Lt. Mitch Buchannon (Dwayne Johnson) loves his beach of Emerald Bay, Florida more than anything. Aside from your safety. He takes his role as lead lifeguard very seriously and expects nothing but the best from his fellow crew. Leave it to newbie Matt Brody (Zac Efron) to throw a wrench in his spokes the day of tryouts for new recruits. Mitch hates Brody’s two gold medal-winning former Olympian’s entitlement thrust on him by Captain Thorne (Ron Huebel). Mitch has his eyes on the enthusiastic, but out-of-shape Ronnie (Jon Bass) who has a crush on lifeguard C.J. (Kelly Rohrbach), and over achiever Summer (Alexandra Daddario).
The three new recruits have arrived just in time for drugs to wash up on Mitch’s beloved beaches with all signs pointing to Victoria Leeds (Priyanka Chopra), owner of the Huntley Club, who’s been buying up local real estate as a what Mitch assumes is a front for drug smuggling. Now, the motley crew must band together to prove Mitch’s hunch, while trying not to step on the toes of local cop Garner Ellerbee (Yahya Abdul-Mateen II) and keeping the Captain off his back.
Considering the amount of funny folks behind the scenes of Baywatch — the director, story creditors Thomas Lennon and Robert Ben Garant from Reno 911, producer Ivan Reitman, the reliable cast — the film should be way funnier than it is. The biggest culprit is Damian Shannon and Mark Swift’s tone deaf screenplay. The pair’s biggest celluloid contributions are Freddy vs Jason and the Friday the 13th reboot. Both are far more entertaining than this. Abruptly shifting from over the top to melodramatic, the cast can barely keep up. Gordon can hardly make an exciting action sequence, and a lot of the joke build up falls flat on its face.

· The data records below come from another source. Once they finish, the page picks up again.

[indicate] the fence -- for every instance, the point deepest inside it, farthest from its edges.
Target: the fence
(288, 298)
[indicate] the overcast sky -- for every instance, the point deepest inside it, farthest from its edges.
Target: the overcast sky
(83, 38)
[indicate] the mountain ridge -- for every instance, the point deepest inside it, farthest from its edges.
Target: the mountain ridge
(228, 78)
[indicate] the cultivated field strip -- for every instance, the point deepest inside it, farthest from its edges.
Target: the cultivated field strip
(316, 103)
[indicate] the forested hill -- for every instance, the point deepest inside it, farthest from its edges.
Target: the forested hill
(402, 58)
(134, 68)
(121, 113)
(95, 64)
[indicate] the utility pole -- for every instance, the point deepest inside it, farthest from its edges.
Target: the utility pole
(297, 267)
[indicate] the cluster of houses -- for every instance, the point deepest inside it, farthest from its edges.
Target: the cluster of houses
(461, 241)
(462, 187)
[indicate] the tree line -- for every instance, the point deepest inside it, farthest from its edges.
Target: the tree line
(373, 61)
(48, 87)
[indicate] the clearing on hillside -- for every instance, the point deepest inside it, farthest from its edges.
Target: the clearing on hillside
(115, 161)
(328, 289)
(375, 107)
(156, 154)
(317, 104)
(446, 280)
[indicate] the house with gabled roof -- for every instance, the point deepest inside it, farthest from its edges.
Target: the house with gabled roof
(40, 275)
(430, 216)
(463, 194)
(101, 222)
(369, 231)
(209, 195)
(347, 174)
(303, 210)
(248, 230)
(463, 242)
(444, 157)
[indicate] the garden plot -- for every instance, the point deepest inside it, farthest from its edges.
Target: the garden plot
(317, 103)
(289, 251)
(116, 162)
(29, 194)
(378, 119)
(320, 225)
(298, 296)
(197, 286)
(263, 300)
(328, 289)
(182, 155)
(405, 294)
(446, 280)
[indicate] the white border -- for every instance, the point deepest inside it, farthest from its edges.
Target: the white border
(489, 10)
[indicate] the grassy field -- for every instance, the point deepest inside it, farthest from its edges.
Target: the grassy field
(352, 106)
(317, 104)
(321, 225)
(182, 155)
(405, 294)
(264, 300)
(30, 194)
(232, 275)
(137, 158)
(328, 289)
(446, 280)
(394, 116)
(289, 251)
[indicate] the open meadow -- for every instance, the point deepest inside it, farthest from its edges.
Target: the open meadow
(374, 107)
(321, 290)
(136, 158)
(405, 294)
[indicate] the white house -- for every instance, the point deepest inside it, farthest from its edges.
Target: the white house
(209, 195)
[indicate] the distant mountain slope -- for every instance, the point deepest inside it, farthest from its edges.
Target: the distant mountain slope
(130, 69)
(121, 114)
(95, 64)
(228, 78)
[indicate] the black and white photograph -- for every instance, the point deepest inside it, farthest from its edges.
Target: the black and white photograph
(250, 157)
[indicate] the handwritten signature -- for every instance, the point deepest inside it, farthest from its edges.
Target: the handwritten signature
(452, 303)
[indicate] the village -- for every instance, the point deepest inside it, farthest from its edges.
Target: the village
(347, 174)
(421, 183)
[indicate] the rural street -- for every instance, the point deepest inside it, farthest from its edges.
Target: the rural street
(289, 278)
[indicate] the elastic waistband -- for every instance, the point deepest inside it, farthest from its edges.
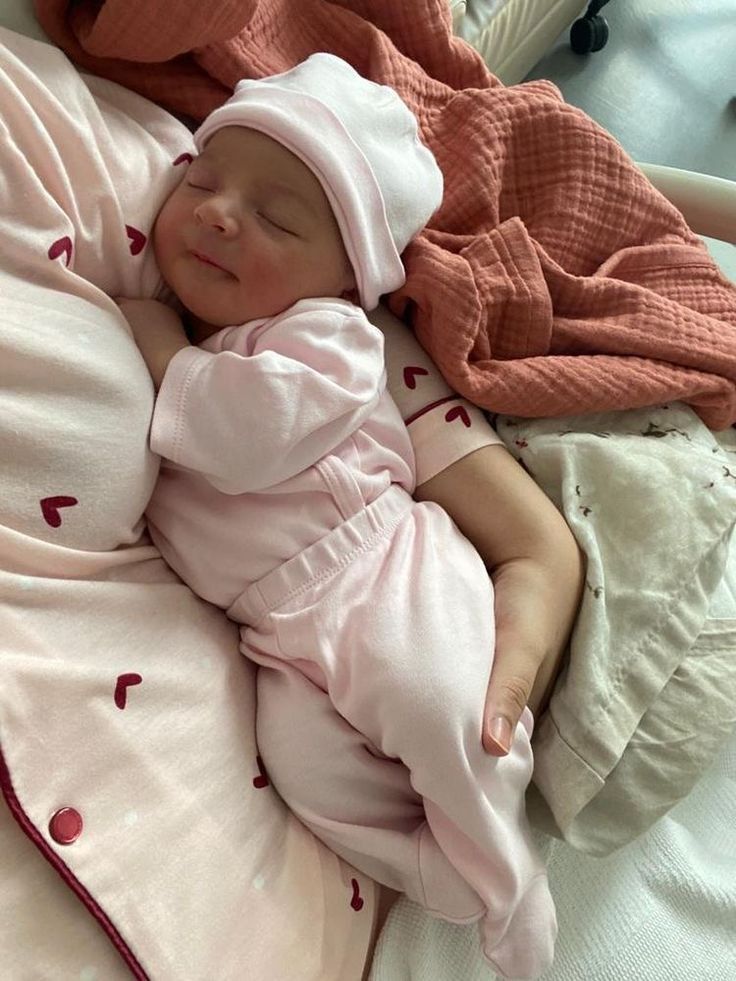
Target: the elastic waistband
(324, 558)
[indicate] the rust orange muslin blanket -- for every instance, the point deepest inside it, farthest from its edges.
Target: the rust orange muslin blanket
(554, 280)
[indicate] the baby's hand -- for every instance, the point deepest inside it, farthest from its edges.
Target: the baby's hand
(157, 330)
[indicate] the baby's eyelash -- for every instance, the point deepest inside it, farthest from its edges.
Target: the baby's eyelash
(275, 224)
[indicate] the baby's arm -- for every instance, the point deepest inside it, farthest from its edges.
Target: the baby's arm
(534, 560)
(157, 330)
(267, 401)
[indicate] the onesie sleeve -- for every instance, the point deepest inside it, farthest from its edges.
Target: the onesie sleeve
(263, 410)
(443, 426)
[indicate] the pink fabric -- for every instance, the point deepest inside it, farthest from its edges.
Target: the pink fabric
(185, 850)
(554, 279)
(265, 434)
(363, 615)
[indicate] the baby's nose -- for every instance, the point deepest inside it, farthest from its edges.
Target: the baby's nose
(217, 215)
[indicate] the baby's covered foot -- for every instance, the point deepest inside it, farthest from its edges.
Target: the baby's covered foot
(523, 947)
(445, 893)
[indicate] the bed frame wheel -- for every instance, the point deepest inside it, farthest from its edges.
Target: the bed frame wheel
(590, 33)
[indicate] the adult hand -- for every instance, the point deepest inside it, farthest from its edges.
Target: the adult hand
(537, 571)
(534, 609)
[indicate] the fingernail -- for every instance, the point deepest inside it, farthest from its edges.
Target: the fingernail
(501, 733)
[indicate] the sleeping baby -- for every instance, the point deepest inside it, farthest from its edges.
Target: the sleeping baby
(285, 494)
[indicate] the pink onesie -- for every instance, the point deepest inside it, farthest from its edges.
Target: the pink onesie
(285, 498)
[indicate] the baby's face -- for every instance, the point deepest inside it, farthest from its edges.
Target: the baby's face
(248, 232)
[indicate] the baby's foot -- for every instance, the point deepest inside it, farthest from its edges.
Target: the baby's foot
(526, 947)
(446, 893)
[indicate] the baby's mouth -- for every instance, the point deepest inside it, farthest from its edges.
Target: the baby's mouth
(202, 257)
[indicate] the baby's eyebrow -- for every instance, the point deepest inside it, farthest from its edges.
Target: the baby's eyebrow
(286, 191)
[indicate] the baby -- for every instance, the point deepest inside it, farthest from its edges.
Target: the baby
(285, 492)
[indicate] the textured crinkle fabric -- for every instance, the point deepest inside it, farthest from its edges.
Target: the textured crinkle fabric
(554, 280)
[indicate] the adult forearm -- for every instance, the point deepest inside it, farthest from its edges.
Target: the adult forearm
(537, 571)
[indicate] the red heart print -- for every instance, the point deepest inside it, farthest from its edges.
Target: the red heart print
(137, 240)
(261, 781)
(458, 412)
(50, 508)
(60, 247)
(410, 375)
(121, 687)
(356, 902)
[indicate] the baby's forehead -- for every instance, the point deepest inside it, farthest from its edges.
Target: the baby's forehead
(249, 155)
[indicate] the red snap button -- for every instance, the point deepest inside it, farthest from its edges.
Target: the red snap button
(66, 825)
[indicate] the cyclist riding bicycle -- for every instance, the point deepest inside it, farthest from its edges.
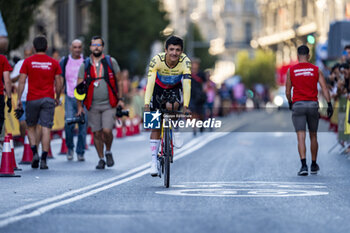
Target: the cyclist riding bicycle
(169, 70)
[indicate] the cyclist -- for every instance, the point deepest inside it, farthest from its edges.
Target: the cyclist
(169, 70)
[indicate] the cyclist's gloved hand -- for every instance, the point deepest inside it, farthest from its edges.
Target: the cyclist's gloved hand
(329, 110)
(290, 105)
(9, 104)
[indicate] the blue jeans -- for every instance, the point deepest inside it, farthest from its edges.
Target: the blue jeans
(70, 111)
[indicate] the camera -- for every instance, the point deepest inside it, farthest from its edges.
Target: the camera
(78, 119)
(121, 112)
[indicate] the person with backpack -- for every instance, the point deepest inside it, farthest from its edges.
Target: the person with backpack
(100, 77)
(70, 67)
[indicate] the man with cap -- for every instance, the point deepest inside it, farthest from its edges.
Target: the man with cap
(43, 73)
(303, 78)
(101, 75)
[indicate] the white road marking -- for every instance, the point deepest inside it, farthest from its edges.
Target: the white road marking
(12, 216)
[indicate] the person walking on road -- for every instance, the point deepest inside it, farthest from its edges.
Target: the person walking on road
(100, 74)
(43, 73)
(70, 67)
(303, 78)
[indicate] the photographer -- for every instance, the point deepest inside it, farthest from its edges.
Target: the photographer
(99, 75)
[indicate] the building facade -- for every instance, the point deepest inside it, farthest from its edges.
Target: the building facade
(286, 24)
(227, 26)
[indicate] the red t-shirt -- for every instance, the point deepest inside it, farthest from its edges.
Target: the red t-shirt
(41, 70)
(4, 66)
(304, 77)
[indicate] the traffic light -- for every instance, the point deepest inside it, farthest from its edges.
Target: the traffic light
(311, 39)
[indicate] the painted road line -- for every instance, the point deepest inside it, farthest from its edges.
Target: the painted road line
(144, 169)
(247, 189)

The cast is the best part and do their best with what they’re given, but this feels like one of the most scripted comedy in years. Not a good thing. While there are moments when the cast improvs a little, there’s a lot of time wasted on plot. Even Rohrbach is hilarious in spurts. The saddest part is that they don’t even truly embrace the R rating. The only reason for the rating is an overindulgence of f-bombs and a scene involving a corpse and its penis.
It’s too bad Baywatch didn’t go full throttle and capture the hilarious start — the opening scene is by far the funniest — so don’t let the moment get you too excited. It may not be a complete failure, but it never tries to be anything better than what we get. Let’s put it this way, there’s a character named Brody who spends a lot of time on the beach and in the water, and there’s not one Jaws joke. Even The Fate of the Furious let Johnson make a Jaws joke. When it comes time to sink or swim, Baywatch flails for safety, but at least it’s never dead in the water.